CybilsLogoSmall And still speaking of Kidlitosphere members doing great things, the Cybils were included in a recent list of the Top 100 Poetry Blogs (along with several of our other friends). Sarah Stevenson has the full scoop, with links, at the Cybils blog.

The Book WhispererEsme Raji Codell recently reviewed Donalyn Miller's The Book Whisperer last week at PlanetEsme. She begins with: "I don't usually stray from reviews and recommendations of books for kids, but in the interest of children's literacy I need to shout out about a title that might do for independent reading what Jim Trelease's READ-ALOUD HANDBOOK did for read-aloud." She moves on from there to compare and contrast Donalyn's results with her own teaching experience, concluding on a positive note with "Oh, Donalyn Miller. You go, girl."

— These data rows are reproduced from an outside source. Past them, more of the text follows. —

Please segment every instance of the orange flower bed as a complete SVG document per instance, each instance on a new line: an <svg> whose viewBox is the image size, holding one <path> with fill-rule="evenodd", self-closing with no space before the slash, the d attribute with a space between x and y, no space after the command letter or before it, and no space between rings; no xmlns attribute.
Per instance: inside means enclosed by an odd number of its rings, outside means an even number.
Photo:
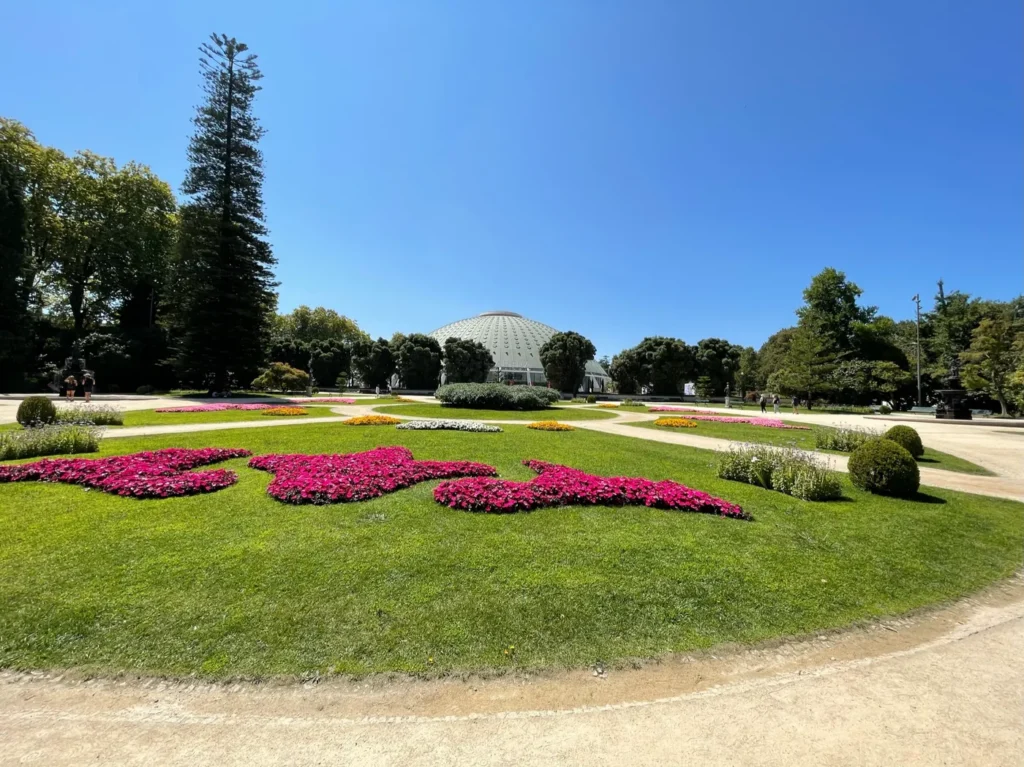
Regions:
<svg viewBox="0 0 1024 767"><path fill-rule="evenodd" d="M531 424L527 424L526 428L537 429L538 431L575 431L569 424L559 423L558 421L534 421Z"/></svg>
<svg viewBox="0 0 1024 767"><path fill-rule="evenodd" d="M697 422L689 418L659 418L654 422L655 426L671 426L675 429L696 429Z"/></svg>
<svg viewBox="0 0 1024 767"><path fill-rule="evenodd" d="M598 407L610 407L610 408L616 408L616 407L618 407L618 405L616 405L616 404L615 404L615 403L613 403L613 402L602 402L602 403L601 403L600 405L598 405Z"/></svg>
<svg viewBox="0 0 1024 767"><path fill-rule="evenodd" d="M401 418L392 418L389 415L358 415L355 418L342 421L349 426L394 426L401 422Z"/></svg>
<svg viewBox="0 0 1024 767"><path fill-rule="evenodd" d="M306 415L301 407L271 407L263 411L263 415Z"/></svg>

At Jenny's Wonderland of Books, Jenny Schwartzberg traces a history of ghosts in children's literature, from the 1600s through the 1960s (I remember Ghosts Who Went to School, too) right up to 2008 Newbery winner The Graveyard Book. She concludes: "Over the last two hundred years children's books have shifted from showing ghosts as frightening images used to teach morals to ghosts as a common theme in all kinds of books for children, whether they be scary or friendly." Like many of Jenny's posts, this one is well-researched, and well worth checking out.

I recently discovered the blog YAnnabe. Kelly has a fun post called 5 Ways You Can Convert YA Scoffers, about methods for getting other adults to start reading young adult books. She begins: "We all know adults who read YA have nothing to be ashamed of. But I’m not content to read YA just for my happy little self. You see, I’m a pusher." In addition to Kelly's five tips, there are other reader-suggested ideas in the comments.

At the Reading Rockets Sound It Out blog, Joanne Meier shares several "relatively painless ways for teachers to stay in touch with teaching and learning this summer, besides of course browsing Reading Rockets!" I was honored to be included (along with Anastasia Suen) on Joanne's recommended resource list.

One_lovely_blog_award Speaking on honors, Mrs. V awarded me a One Lovely Blog award at Mrs. V's Reviews, for new blogs and blogging friends. She agrees with my mission statement, about how "helping establish life long readers has the power to change the world." It's always a joy to find a new kindred spirit.

And that's it! After resorting eventually to "mark all as read" in my reader, I'm declaring myself caught up. Happy weekend to all!